The John Rogerson Montgomery House is a residence designed by country house architect Howard Van Doren Shaw in Glencoe, Illinois, United States. It is considered to be a significant example of Georgian Revival architecture mixed with Arts & Crafts influences.

==History==
John Rogerson Montgomery II was born in Chicago on 8 March 1866. His father William A. Montgomery (1838–1895) was born in Lancaster, Pennsylvania, served in the 15th Wisconsin Volunteer Infantry rising to the rank of Captain and practicing law in Chicago from 1867 to 1895. His mother Was Ellen S. Smith (c. 1840 – 1866), who died nine days after his birth. He was named for his grandfather, noted Lancaster County attorney and shares a name in common with his father, grandfather, father's older brother and with his son. John graduated from Beloit College, Montgomery received a law degree in 1889; his father, grandfather and great grandfather had all been lawyers. When he was admitted to the bar he joined his father's practice. He became a successful attorney in the partnership of Montgomery, Hart, Pritchard & Herriott. Montgomery served as president of the Chicago Bar Association in 1920 and the Illinois Bar Association in 1925. He was a charter member of the American Law Institute when it was founded in 1923. He also served on the board of the Chicago Theological Seminary and was a member of the Union League Club of Chicago & University Club of Chicago. Montgomery chose architect Howard Van Doren Shaw for his estate in 1909 because Shaw had emerged as the premier architect in the Chicago area for stately country houses. Over the span of his career, Shaw would design sixty-four such estates. In 1929, the Montgomery family commissioned Granger & Bollenbacher to design a matching garage for the property.

==Architecture==
The John Rogerson Montgomery House was built in Glencoe, Illinois. The 2 1/2-story building is predominantly Georgian Revival in nature, although there are significant influences from other movements. It is L-shaped, extending the smaller branch of the "L" to the northeast. The main facade faces the south. The main section is 30 × 75 ft across the main facade plus a 22 × 23 ft extension in the northeast. The roof was replaced with historically congruent wood shakes, and the gutters are copper. Two recent additions have been constructed in the rear of the house.

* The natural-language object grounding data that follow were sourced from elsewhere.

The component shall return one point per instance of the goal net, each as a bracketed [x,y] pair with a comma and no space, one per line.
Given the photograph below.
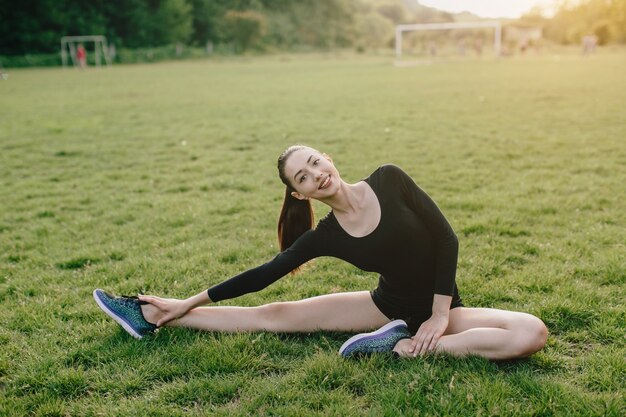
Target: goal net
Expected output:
[98,44]
[437,40]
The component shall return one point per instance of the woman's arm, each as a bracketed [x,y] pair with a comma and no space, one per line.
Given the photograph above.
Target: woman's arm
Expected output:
[252,280]
[445,242]
[431,330]
[172,308]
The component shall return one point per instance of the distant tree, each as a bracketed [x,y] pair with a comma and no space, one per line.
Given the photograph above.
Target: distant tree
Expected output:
[244,28]
[172,21]
[375,31]
[393,11]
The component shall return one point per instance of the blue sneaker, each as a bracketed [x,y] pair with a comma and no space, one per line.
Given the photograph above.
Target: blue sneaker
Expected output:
[126,311]
[381,340]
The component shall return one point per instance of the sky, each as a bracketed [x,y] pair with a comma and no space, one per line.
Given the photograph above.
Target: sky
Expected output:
[491,8]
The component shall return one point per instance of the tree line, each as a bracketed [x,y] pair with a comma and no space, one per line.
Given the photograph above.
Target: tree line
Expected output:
[36,26]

The building is largely constructed with red bricks varying in hue. There are three rectangular chimneys: one on the west wall of the "L", one on the east wall of the house, and one on the west end of the main section, emerging through the roof. Windows very in size and shape, utilizing 8/12, 6/9, 8/8, and 6/6 patterns. Dormers on the south and east sides each have two casements with six lights. The main (south) facade has seven bays; the main entrance is in the third from the west. The entrance includes a porch with two cylindrical columns atop a rectangular landing. The columns have Doric order capitals and the landing is brick. The columns support a small platform.